LM35 Temperature Sensor

Temperature sensors are widely used in domestic and industrial applications such as: refrigerators; ovens; HVAC environmental control; in the automotive industry to monitor air intake, coolant or cylinder head temperatures. Even your television has a temperature sensor to shut it down if the internal temperature rises above a certain limit.

The goal of these sensors is to measure heat and ensure that a process is either: staying within a certain range, providing safe use of that application, or meeting a mandatory condition when dealing with extreme heat, hazards, or inaccessible measuring points.
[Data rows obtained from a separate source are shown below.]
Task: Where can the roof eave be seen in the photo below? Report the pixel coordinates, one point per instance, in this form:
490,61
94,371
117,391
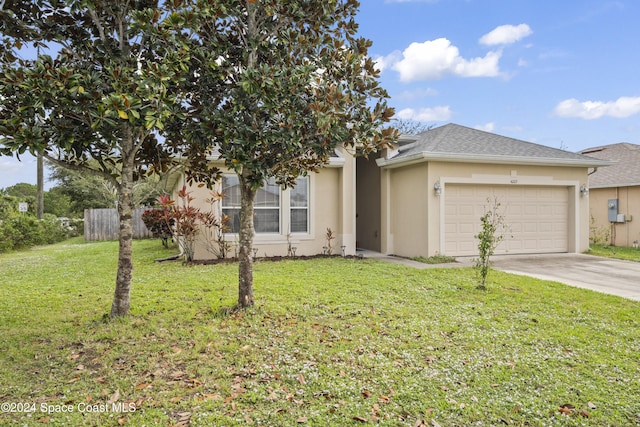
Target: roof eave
474,158
615,185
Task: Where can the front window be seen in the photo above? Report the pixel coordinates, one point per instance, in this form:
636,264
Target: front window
268,205
299,206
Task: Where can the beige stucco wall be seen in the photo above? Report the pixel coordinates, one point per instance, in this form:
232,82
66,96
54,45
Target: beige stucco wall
414,217
368,204
617,234
331,205
405,216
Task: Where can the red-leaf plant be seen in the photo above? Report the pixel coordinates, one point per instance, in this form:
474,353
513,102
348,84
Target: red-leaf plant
184,219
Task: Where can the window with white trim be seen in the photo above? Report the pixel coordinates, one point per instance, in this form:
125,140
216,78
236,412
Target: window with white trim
269,203
299,206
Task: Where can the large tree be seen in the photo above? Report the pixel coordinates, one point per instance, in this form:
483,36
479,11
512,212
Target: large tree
98,94
287,82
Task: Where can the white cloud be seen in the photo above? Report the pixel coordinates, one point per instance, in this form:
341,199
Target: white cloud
415,94
436,58
411,1
506,34
435,114
384,62
487,127
622,107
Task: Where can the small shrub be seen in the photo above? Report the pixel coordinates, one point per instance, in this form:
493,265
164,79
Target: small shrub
493,228
20,231
157,223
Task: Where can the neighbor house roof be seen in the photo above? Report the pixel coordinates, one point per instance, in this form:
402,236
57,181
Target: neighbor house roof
455,143
626,170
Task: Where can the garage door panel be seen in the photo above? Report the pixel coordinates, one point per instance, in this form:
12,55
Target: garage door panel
537,218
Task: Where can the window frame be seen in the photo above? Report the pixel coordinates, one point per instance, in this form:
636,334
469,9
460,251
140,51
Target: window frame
285,210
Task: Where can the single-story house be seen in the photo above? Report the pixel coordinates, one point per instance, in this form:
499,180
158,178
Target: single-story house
425,197
615,195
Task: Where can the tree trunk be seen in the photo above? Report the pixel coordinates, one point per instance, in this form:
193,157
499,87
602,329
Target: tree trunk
121,298
40,187
245,252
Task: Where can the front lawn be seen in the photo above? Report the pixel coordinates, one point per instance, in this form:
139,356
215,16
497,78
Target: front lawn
331,342
618,252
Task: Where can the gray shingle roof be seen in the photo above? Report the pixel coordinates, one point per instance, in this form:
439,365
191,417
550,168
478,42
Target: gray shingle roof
460,142
626,170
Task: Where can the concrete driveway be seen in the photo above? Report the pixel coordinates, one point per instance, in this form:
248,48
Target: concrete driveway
606,275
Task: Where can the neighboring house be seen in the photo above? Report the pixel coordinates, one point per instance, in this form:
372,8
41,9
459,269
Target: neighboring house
425,197
615,195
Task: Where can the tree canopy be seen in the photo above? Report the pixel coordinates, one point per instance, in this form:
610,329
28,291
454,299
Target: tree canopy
125,88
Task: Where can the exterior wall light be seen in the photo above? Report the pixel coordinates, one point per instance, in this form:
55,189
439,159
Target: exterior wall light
584,191
437,189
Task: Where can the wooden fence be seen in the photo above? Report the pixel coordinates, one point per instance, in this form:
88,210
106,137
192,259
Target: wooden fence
103,224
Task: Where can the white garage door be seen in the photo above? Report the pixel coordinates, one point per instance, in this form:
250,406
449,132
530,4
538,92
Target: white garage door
537,217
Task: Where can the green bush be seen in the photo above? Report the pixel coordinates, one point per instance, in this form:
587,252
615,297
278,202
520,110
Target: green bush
19,231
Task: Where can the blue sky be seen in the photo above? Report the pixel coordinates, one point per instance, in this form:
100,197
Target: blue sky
564,73
558,73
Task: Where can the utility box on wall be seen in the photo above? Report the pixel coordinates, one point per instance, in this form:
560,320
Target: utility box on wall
612,204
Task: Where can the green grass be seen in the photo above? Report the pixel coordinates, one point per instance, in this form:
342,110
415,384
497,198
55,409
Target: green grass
618,252
330,342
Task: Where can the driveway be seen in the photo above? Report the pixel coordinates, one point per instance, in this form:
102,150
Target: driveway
606,275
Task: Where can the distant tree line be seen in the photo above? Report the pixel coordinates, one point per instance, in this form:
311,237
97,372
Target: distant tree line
64,206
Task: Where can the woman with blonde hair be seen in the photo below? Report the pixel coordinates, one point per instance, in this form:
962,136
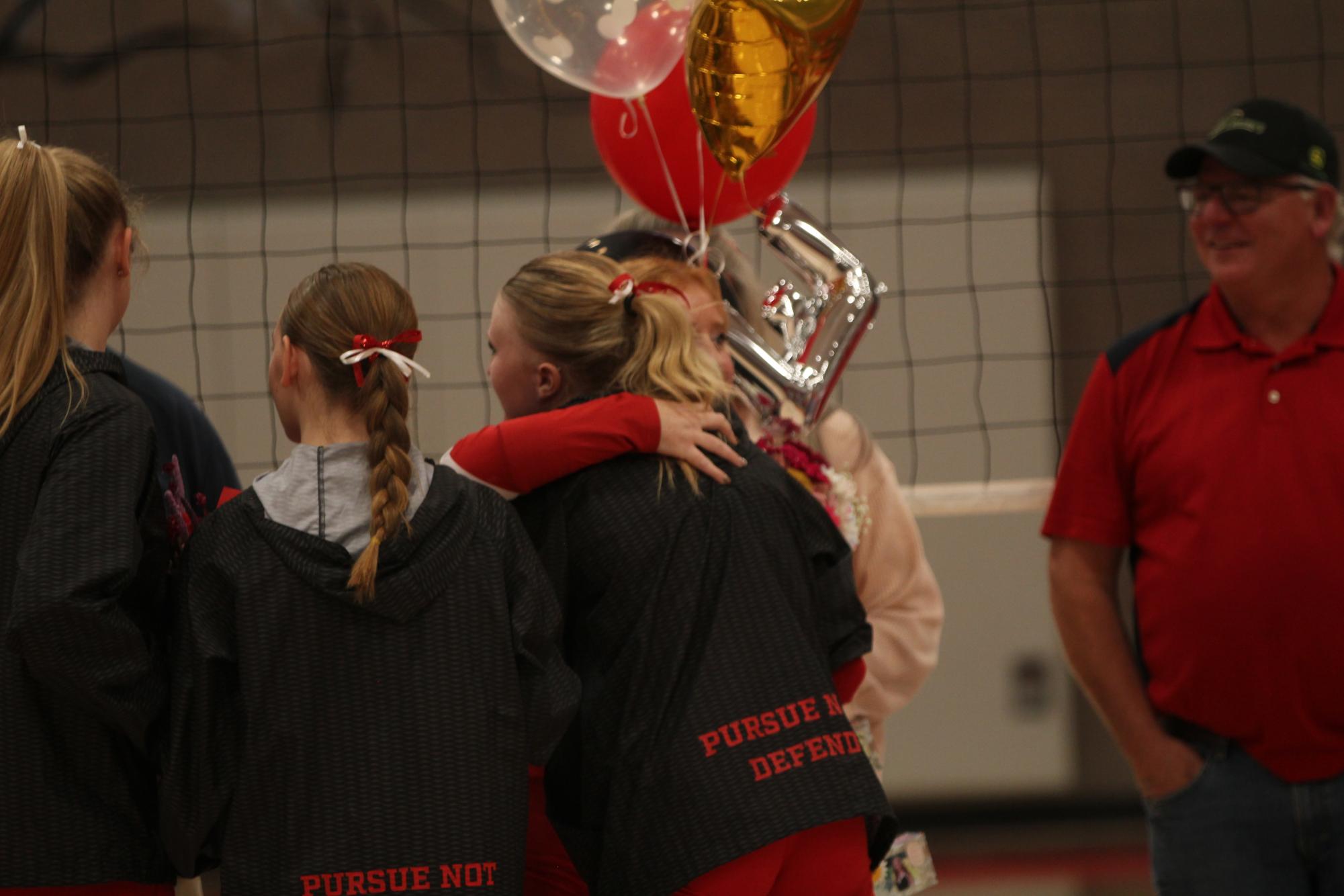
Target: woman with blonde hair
81,678
706,624
366,659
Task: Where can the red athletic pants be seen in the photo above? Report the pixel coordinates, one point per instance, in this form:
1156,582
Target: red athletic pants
831,860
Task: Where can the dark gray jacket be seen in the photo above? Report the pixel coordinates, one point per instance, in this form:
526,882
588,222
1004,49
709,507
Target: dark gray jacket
81,684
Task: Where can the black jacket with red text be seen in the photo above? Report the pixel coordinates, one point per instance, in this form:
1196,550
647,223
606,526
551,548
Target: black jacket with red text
324,746
705,631
81,675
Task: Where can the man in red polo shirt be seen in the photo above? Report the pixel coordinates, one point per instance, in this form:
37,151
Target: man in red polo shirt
1211,445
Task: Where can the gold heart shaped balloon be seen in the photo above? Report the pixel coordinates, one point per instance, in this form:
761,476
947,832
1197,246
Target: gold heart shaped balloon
754,66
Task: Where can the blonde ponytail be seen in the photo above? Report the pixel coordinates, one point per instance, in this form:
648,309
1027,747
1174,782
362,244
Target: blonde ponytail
323,316
386,409
644,345
33,275
58,209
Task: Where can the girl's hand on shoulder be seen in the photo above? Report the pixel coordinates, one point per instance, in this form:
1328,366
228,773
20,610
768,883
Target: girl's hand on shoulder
691,433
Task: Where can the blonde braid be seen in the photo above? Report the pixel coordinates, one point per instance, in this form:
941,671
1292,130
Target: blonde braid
386,401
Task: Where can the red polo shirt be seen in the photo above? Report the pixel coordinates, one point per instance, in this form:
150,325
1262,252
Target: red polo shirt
1222,465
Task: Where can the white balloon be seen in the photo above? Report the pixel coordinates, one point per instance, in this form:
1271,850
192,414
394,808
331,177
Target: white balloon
620,49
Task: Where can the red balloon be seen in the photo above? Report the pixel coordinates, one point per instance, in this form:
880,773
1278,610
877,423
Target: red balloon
631,156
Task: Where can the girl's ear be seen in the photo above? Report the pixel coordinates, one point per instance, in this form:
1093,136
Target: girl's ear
550,382
122,251
289,361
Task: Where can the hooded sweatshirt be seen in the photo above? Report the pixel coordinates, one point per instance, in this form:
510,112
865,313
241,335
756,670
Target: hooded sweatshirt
83,555
319,745
705,629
For this project I used a LM35CAZ temperature sensor from Texas Instruments (datasheet). The LM35 series are precision integrated-circuit temperature sensors with an output voltage linearly proportional to the Celsius temperature: 0mV + 10mV/ºCelsius. That is, for each 1ºCelsius increase, the temperature sensor output voltage will raise 10mV. This is when the Arduino and one of its analog inputs comes in.

This is why I love working with this development tool. To build a thermometer you just need:

– 1x Arduino Nano 3.0
– 1x LM35 temperature sensor
– Breadboard and wires

Now you have to replicate the circuit below:

The code follows below:

Now open the serial monitor and watch the magic.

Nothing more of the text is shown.